Sementara, pada Kamis (9/2/2023), KPK sebagai lembaga terdepan pemberantasan korupsi ikut urun rembug. Ketua KPK Firli Bahuri merujuk pada data TII bila 3 dari 8 indikator di atas mengalami penurunan signifikan yaitu Political Risk Service (PRS) International Country Risk Guide, IMD World Competitiveness Yearbook, dan PERC Asia Risk Guide.

“Ketiga aspek ini sangat berpengaruh pada sektor prioritas di Indonesia yaitu sektor dunia usaha, sektor politik, dan sektor layanan publik,” kata Firli.

Firli mengatakan, berdasarkan risk assessment ada konflik kepentingan antara politisi dan pelaku usaha. Perilaku suap untuk mendapatkan perizinan ekspor, perizinan impor, proses pemeriksaan pajak, dan pinjaman yang masih terus terjadi.

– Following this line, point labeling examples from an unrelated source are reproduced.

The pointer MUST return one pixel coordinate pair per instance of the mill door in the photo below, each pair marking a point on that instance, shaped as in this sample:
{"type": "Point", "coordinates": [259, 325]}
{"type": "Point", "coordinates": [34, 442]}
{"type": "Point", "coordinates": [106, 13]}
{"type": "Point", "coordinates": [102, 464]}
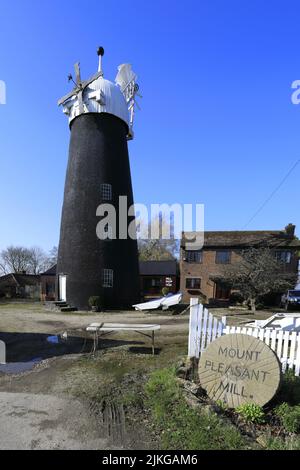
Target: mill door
{"type": "Point", "coordinates": [62, 287]}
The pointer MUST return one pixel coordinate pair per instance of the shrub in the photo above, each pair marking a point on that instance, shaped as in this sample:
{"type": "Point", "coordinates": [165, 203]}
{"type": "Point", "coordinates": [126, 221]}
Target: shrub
{"type": "Point", "coordinates": [182, 427]}
{"type": "Point", "coordinates": [290, 389]}
{"type": "Point", "coordinates": [289, 417]}
{"type": "Point", "coordinates": [251, 413]}
{"type": "Point", "coordinates": [165, 291]}
{"type": "Point", "coordinates": [95, 301]}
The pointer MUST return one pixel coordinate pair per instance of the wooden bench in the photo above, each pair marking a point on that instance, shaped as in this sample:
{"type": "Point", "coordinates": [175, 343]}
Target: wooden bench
{"type": "Point", "coordinates": [97, 328]}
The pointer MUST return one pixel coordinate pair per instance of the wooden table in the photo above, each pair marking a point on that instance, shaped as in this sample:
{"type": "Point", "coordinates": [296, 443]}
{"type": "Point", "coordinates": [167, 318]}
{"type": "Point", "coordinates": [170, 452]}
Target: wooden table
{"type": "Point", "coordinates": [106, 328]}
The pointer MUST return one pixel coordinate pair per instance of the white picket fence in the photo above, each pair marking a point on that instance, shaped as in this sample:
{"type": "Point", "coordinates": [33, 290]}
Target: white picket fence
{"type": "Point", "coordinates": [2, 353]}
{"type": "Point", "coordinates": [205, 328]}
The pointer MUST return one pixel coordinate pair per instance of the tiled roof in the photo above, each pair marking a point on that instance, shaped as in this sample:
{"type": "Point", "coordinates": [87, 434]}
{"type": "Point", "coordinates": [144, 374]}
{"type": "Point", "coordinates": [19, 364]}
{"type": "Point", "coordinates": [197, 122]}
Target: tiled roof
{"type": "Point", "coordinates": [158, 268]}
{"type": "Point", "coordinates": [278, 238]}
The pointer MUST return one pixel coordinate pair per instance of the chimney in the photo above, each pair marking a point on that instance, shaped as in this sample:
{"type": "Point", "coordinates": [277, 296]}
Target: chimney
{"type": "Point", "coordinates": [290, 230]}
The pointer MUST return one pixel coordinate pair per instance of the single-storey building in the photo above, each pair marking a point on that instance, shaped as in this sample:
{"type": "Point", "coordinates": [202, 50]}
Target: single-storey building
{"type": "Point", "coordinates": [200, 269]}
{"type": "Point", "coordinates": [20, 285]}
{"type": "Point", "coordinates": [155, 275]}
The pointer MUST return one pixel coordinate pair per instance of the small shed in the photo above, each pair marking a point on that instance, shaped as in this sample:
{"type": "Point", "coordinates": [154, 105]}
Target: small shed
{"type": "Point", "coordinates": [154, 275]}
{"type": "Point", "coordinates": [20, 285]}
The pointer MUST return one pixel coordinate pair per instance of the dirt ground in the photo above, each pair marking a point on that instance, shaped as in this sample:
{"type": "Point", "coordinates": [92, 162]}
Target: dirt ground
{"type": "Point", "coordinates": [56, 395]}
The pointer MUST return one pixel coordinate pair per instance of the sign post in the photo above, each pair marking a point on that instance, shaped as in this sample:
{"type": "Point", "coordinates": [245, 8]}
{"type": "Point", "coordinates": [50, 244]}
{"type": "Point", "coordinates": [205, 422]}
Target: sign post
{"type": "Point", "coordinates": [238, 369]}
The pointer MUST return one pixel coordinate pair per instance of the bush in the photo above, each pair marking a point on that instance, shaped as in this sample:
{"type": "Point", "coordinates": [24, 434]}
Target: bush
{"type": "Point", "coordinates": [252, 413]}
{"type": "Point", "coordinates": [95, 301]}
{"type": "Point", "coordinates": [290, 389]}
{"type": "Point", "coordinates": [289, 417]}
{"type": "Point", "coordinates": [181, 427]}
{"type": "Point", "coordinates": [165, 291]}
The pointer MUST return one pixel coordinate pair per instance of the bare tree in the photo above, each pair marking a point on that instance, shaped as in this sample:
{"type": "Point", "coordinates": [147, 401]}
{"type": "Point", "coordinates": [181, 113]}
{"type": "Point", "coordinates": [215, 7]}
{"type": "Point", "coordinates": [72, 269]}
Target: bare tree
{"type": "Point", "coordinates": [52, 257]}
{"type": "Point", "coordinates": [164, 247]}
{"type": "Point", "coordinates": [34, 260]}
{"type": "Point", "coordinates": [259, 273]}
{"type": "Point", "coordinates": [15, 259]}
{"type": "Point", "coordinates": [38, 261]}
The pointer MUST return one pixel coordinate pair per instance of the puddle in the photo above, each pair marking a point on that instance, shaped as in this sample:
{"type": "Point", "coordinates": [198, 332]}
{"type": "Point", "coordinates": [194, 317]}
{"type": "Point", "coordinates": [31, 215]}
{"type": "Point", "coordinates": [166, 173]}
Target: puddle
{"type": "Point", "coordinates": [19, 367]}
{"type": "Point", "coordinates": [53, 339]}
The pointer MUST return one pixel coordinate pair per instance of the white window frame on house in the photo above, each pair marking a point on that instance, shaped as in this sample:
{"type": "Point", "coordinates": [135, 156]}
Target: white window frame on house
{"type": "Point", "coordinates": [220, 261]}
{"type": "Point", "coordinates": [106, 191]}
{"type": "Point", "coordinates": [193, 279]}
{"type": "Point", "coordinates": [107, 277]}
{"type": "Point", "coordinates": [284, 256]}
{"type": "Point", "coordinates": [193, 256]}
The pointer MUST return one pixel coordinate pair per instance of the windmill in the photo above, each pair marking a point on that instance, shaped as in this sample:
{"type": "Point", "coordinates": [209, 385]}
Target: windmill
{"type": "Point", "coordinates": [77, 93]}
{"type": "Point", "coordinates": [126, 80]}
{"type": "Point", "coordinates": [100, 114]}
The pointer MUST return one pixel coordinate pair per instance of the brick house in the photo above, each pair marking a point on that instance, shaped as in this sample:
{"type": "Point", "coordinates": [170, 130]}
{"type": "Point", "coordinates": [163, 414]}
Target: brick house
{"type": "Point", "coordinates": [200, 268]}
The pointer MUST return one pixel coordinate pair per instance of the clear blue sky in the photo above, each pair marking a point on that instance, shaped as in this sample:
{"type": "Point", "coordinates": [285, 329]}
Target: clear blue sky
{"type": "Point", "coordinates": [217, 124]}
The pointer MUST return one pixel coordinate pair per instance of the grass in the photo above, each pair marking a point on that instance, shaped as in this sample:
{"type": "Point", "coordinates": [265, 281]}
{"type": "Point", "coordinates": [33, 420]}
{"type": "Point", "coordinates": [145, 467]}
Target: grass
{"type": "Point", "coordinates": [183, 428]}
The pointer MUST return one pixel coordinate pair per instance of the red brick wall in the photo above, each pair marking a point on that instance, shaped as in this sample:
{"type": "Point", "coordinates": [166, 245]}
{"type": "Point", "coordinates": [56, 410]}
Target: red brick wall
{"type": "Point", "coordinates": [209, 268]}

Hubungan ilegal politik dan bisnis, sistem kroni, nepotisme, reservasi jabatan, imbal bantuan, pendanaan rahasia juga masih masif.

Di sisi lain, penyebab menurunnya IMD World Competitiveness ialah tingkat suap dan korupsi di dalam dunia usaha sehingga terjadi persaingan usaha yang tidak sehat dengan menggunakan cara-cara kotor.

“Sementara penurunan PERC dipengaruhi pada persepsi korupsi di kalangan eksekutif lokal, akademisi, dan ekspatriat yang sering ditemukan di institusi,” ungkap Firli.